This is part one of a two-part series reviewing the Reviving the Islamic Spirit Convention. Stay tuned tomorrow for part two!
This year’s Reviving the Islamic Spirit (RIS) Convention was held in Toronto from December 25-27, 2009. Those of you who have been reading MMW for a while might remember my reflections on it last year (in which I praised the conference, but lamented the very small number of female speakers), and my reflections on the joint RIS-ISNA Canada conference that happened last summer (in which–get this!–I praised the conference but lamented the very small number of female speakers.) This year’s convention was a significant improvement in many areas of the gender discussion, although there is still work to do.
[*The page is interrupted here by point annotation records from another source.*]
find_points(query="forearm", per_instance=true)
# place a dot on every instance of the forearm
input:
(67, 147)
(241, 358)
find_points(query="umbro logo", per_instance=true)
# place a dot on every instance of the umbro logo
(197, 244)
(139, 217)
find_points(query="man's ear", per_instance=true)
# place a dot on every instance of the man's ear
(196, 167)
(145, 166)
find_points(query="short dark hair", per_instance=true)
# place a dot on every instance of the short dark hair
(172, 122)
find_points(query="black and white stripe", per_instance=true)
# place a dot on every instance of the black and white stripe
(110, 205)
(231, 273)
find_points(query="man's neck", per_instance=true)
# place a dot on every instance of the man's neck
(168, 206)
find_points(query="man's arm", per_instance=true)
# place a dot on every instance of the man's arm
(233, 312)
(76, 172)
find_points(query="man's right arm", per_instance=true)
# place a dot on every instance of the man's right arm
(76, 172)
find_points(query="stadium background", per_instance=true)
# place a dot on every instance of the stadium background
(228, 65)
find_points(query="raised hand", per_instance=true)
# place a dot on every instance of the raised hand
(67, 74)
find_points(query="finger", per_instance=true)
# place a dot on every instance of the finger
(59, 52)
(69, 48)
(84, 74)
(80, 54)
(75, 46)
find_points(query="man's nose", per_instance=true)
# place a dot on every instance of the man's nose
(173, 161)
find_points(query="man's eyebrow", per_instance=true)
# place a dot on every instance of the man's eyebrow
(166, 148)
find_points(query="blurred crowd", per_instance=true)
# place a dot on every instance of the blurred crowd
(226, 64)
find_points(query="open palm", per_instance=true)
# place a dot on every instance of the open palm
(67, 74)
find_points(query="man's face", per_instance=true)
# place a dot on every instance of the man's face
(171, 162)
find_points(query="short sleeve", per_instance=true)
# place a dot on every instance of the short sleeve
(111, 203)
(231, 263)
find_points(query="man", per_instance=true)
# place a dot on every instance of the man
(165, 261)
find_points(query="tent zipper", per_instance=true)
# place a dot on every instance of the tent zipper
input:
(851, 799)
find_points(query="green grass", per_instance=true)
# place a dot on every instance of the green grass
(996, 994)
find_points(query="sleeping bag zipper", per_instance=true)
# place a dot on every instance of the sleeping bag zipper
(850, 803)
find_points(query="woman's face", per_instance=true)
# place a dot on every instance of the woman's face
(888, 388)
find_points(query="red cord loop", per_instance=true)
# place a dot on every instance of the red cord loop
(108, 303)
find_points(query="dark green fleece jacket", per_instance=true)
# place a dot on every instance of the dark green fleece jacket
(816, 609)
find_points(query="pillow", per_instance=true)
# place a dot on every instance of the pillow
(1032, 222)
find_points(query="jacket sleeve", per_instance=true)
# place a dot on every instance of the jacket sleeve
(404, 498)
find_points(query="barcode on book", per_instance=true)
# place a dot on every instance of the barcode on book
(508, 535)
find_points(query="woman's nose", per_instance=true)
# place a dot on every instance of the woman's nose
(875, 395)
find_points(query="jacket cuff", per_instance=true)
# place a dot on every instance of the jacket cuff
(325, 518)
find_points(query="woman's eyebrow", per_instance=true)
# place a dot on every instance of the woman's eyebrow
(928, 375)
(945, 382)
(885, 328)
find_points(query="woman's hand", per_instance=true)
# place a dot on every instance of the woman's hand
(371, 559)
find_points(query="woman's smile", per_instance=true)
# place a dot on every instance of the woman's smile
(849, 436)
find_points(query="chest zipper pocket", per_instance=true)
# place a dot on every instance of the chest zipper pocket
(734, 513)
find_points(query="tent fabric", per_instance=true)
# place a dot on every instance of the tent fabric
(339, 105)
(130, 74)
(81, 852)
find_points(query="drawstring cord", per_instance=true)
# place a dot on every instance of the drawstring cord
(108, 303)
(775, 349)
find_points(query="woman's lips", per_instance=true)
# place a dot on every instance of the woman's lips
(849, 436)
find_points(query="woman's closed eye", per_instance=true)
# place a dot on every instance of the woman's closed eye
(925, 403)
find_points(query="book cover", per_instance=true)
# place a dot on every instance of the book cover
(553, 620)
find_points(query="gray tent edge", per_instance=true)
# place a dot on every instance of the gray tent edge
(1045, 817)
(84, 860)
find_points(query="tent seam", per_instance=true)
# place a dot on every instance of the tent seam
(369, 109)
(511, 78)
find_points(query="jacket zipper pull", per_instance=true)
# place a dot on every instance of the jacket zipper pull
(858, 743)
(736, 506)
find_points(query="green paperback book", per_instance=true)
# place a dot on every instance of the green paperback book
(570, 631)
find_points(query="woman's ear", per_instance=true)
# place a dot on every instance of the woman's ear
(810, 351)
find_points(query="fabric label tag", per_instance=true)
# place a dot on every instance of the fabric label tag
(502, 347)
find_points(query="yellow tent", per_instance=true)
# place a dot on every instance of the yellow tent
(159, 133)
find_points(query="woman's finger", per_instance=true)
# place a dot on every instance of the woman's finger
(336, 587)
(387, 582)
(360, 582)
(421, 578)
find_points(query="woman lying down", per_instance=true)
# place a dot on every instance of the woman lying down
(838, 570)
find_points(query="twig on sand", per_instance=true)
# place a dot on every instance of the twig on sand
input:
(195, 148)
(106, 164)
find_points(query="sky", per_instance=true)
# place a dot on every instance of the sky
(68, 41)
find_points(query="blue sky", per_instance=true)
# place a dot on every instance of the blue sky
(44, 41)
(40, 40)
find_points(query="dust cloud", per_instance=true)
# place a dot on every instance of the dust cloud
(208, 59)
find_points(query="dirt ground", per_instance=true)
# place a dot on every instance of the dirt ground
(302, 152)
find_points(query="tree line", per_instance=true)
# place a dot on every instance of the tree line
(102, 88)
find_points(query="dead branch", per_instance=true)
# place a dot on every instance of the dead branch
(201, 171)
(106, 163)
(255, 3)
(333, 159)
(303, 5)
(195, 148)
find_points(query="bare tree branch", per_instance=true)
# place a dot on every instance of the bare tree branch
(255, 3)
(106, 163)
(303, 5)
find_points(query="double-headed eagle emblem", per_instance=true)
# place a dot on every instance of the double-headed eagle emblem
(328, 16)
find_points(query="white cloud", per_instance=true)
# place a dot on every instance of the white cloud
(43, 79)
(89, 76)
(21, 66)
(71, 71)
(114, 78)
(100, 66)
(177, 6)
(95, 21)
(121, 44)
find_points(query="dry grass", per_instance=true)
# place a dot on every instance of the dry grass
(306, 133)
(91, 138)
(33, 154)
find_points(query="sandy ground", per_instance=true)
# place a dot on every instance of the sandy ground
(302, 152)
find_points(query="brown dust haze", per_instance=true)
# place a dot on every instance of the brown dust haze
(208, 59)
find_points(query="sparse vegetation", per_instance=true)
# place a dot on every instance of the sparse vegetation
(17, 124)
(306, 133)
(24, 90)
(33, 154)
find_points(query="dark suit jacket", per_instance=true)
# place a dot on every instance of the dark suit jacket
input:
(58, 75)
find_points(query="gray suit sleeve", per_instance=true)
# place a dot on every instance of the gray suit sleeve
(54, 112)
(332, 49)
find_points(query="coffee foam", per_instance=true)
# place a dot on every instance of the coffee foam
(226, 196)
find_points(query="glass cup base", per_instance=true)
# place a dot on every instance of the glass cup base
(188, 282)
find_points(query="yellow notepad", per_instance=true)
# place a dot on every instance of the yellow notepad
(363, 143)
Before I go further, I want to be clear that this is always a very impressive conference, with a lot of inspiring speakers from very well educated scholars. I always hear a big range of estimates of how many people attend, but I think this year’s attendance was around 15,000, which is pretty huge, and makes it a great way to meet other Muslims from here and abroad (including MMW‘s Safiyyah, who came all the way from South Africa!). A whole lot of people work hard every year to make this conference happen, and their effort is much appreciated. I’m saying this because I want to make a distinction between pointing out the flaws or areas for improvement versus giving a negative impression of it altogether. I loved the conference, and I’m glad I went, but none of this means that it can’t be pushed harder to include an even more representative roster of speakers.